Keywords

1 Introduction

In our previous research, we performed experiments to compare accuracy and speed of Capsule Networks versus Deep Learning models. We found that even though Capsule Networks have a fewer number of layers than the best Deep Learning model using MobileNet V1 [2], the network performs just slightly faster than its counterpart.

We first explored details of MobileNet V1’s architecture and observed that the model utilizes Depthwise Separable Convolution for the speed improvement. The layer comprises of a Depthwise Convolution and Pointwise Convolution which sufficiently reduces the model size and computation. Since Capsule Networks also integrate a Convolution layer in its architecture, we propose to replace this layer with the faster Convolution.

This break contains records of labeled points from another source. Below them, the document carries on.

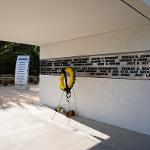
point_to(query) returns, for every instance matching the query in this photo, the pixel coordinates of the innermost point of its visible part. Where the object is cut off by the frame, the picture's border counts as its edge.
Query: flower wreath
(67, 79)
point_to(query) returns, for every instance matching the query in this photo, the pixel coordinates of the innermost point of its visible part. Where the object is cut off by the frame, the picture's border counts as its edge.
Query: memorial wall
(131, 65)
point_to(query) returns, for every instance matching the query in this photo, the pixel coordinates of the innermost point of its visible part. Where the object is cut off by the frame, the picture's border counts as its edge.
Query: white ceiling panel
(47, 21)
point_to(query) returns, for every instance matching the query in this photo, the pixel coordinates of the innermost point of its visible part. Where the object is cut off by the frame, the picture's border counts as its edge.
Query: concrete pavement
(25, 124)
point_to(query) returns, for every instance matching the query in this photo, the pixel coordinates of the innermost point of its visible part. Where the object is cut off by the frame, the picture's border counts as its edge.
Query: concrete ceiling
(46, 21)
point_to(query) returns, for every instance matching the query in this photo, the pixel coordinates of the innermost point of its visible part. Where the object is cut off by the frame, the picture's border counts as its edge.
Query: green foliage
(8, 55)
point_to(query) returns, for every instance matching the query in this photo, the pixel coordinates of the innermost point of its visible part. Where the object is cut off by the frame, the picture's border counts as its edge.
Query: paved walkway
(25, 124)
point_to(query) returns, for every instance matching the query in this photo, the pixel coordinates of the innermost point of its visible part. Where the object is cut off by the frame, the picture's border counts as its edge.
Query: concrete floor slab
(25, 124)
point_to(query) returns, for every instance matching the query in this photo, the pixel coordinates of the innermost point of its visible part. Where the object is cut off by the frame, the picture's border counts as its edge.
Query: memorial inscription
(134, 65)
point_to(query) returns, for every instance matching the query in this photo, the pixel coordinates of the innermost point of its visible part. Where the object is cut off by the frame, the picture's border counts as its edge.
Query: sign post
(22, 72)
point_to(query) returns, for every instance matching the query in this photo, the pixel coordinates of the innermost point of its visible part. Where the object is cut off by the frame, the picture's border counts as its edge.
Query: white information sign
(22, 72)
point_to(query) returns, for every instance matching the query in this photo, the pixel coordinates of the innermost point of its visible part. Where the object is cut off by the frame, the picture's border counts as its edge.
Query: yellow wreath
(70, 78)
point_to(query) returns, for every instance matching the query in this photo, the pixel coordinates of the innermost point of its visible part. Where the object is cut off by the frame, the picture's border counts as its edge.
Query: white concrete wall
(124, 103)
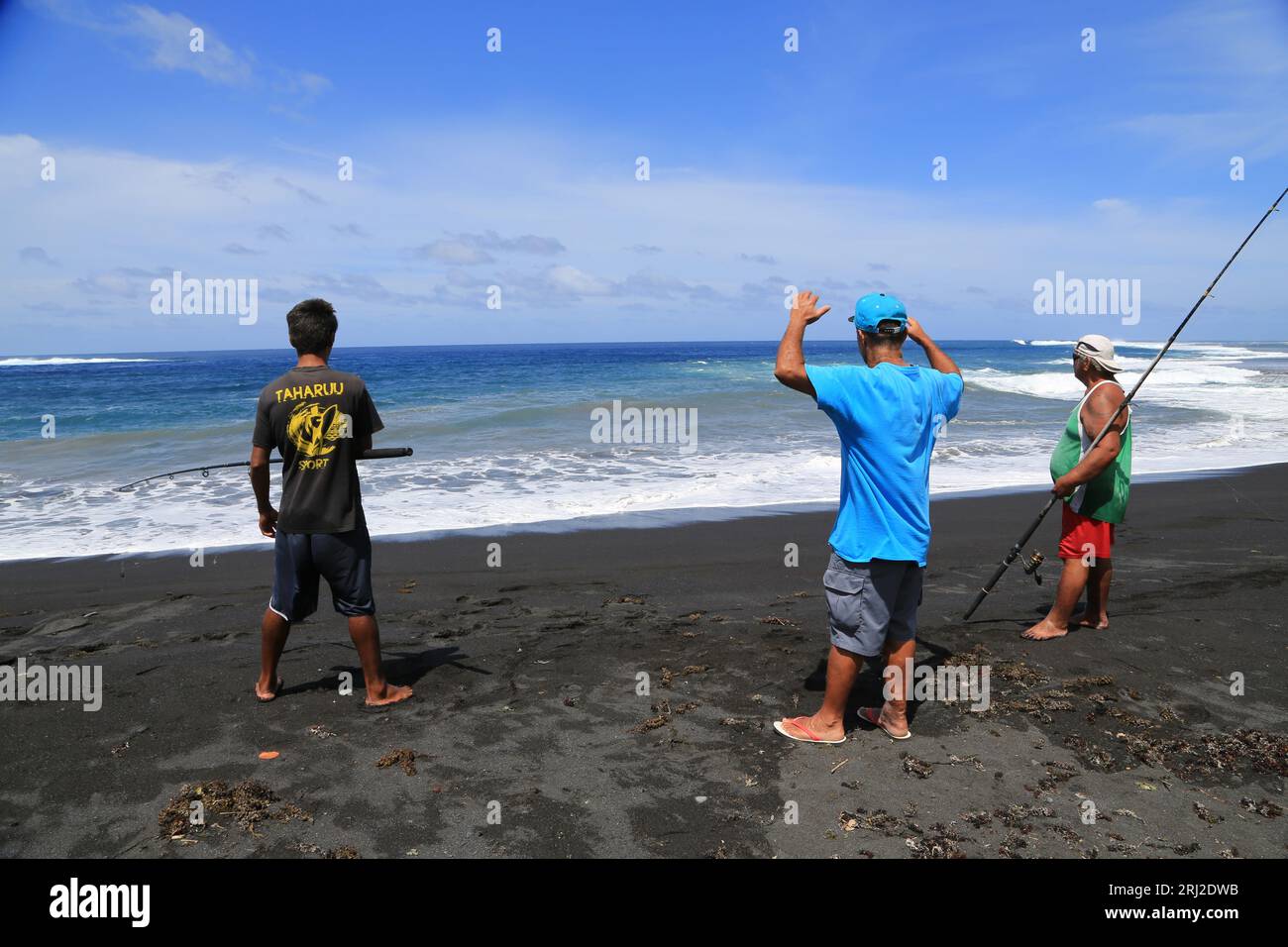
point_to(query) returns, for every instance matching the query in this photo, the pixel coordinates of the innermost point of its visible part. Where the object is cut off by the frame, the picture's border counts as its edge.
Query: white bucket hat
(1099, 350)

At the time this article is being written, there are 439 articles citing the original Capsule Networks paper [5]. Among these articles, a couple of works attempt to improve speed and accuracy of Capsule Networks. For example, the authors [1] propose Spectral Capsule Networks which is composed by a voting mechanism based on the alignment of extracted features into a one-dimensional vector space. In addition, other authors claim that by using a Convolutional Decoder in the Reconstruction layer could decrease the restoration error and increase the classification accuracy [4].

Capsule Networks illustrated its effectiveness on MNIST dataset, though much variations of background to models e.g. in CIFAR-10 probably causes the poorer performance [5]. To solve this problem, we argue that primary filters to eliminate such backgrounds should be as important as other parts of Capsule Networks’ architecture. Just, improvements on speed and accuracy of these Convolution layers can be bonus points for the network.

After a thorough search of relevant literature, we believe that this is the first work on the integration of Depthwise Separable Convolution into Capsule Networks.

The rest of this article is organized as follows. In Sect. 2, we highlight our main contributions. Next, we analyse the proposed design in Sect. 3. Following, the design of Deep Learning models for the purpose of comparison is illustrated in Sect. 4. Experiments and results are discussed in Sect. 5 accordingly. Finally, we conclude this work in Sect. 6.

2 Contribution

Our main contributions are twofold: first, on the replacement of Standard Convolution with Depthwise Separable Convolution in Capsule Networks’ Architecture and, second, on the empirical evaluations of the proposed Capsule Networks against Deep Learning models.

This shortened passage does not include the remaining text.